The migration tooling. Most vendors export dashboards as JSON. Export, commit, iterate. The first migration is awkward; the second is smoother; by the fifth, the team has a workflow.
The failure mode
Generators that produce 200-line YAML for every dashboard. Engineers stop reading the diffs; the review becomes rubber-stamp. Keep generated dashboards SHORT, under 100 lines per service is a good upper bound.
The verbosity trap. Vendor JSON is naturally verbose. A generated dashboard is 500-1000 lines. Reviewers can't catch issues; they approve without reading. The review becomes ceremonial.
The countermeasure. Generate the dashboard from a higher-level definition (e.g., "service has SLO X") that's 10 lines. The generator produces the verbose YAML; the diff that gets reviewed is the 10-line definition, not the 500-line output. Reviews stay meaningful.

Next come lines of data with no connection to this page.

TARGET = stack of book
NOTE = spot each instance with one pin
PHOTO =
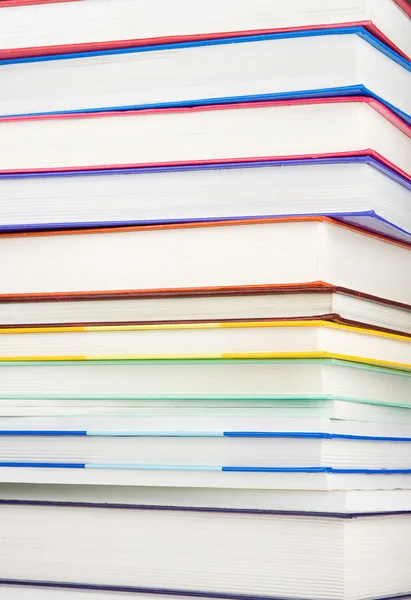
(205, 299)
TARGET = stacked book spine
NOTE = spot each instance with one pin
(205, 300)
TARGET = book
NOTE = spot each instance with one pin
(358, 191)
(246, 339)
(244, 381)
(80, 410)
(319, 63)
(335, 502)
(209, 257)
(267, 448)
(317, 303)
(320, 127)
(84, 26)
(320, 555)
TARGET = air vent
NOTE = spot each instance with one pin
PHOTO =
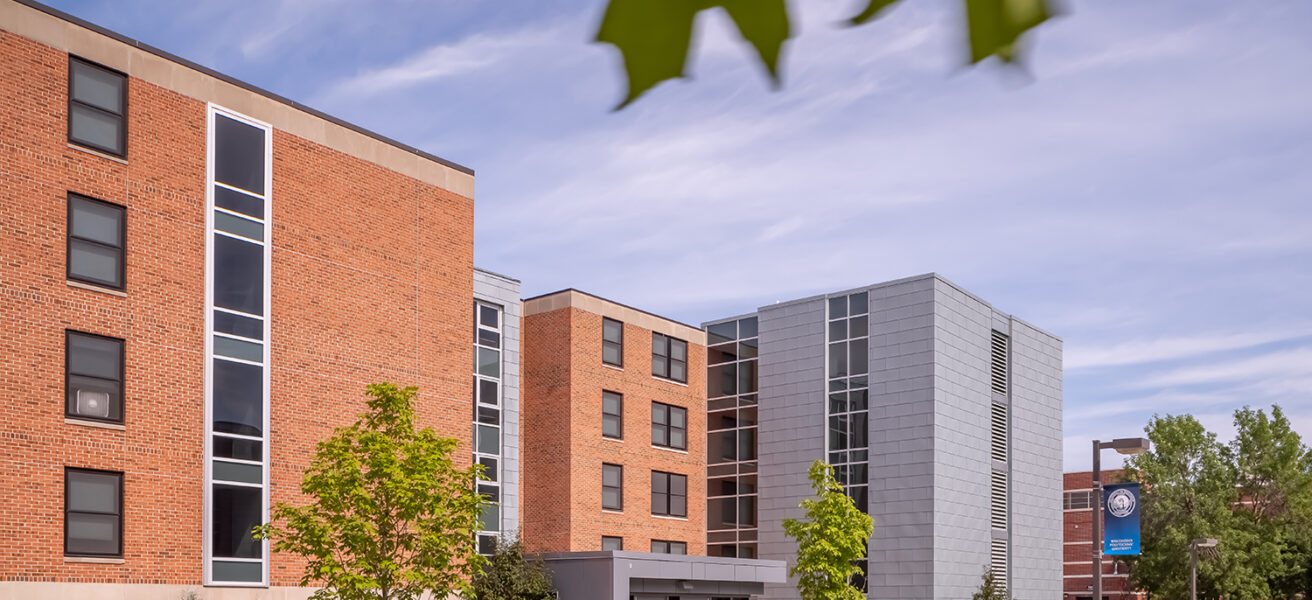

Maintaining the discipline
Once observability-as-code is established, the discipline that keeps it real is "no new dashboards via UI." The exception that swallows the rule: engineer wants to iterate quickly; clicks together a dashboard; commits to migrate it later; never does. Now you have a UI dashboard nobody else knows about.
The enforcement. Vendor's permissions can prevent UI editing in production; engineers must use the as-code path. Heavy-handed but effective. Alternative: peer pressure (the team conventions reject UI-edited dashboards as PRs).
Common antipatterns
The "we'll migrate everything" rebuild. Team commits to migrating all 100 dashboards in a quarter. The work consumes the team; new feature development stalls. Migrate gradually; legacy stays click-built.
Generators that hide complexity. Engineers can't read the generated output; can't debug when something looks wrong. Generators are great when their inputs are concise; they fail when the output becomes the only artifact.
Dashboards in a separate repo from the service. Service code in repo A; dashboards in repo B. Two PRs needed for any change; coordination overhead. Co-locate; one repo, one PR.
The "dashboards-as-code" label without the discipline. Team writes JSON to a repo; nobody reviews; nobody syncs to production. The label is on; the practice isn't. Both are required.
What to do this week
Three moves. (1) Pick a tooling option. Vendor-native is the lowest barrier; pick it unless you have specific reason for Grafonnet/Terraform. (2) For your next new service, ship its dashboards as code from day one. The new-service path is where the practice gets established. (3) Document the migration path for legacy dashboards. Most won't migrate; the few important ones should be on a quarterly roadmap.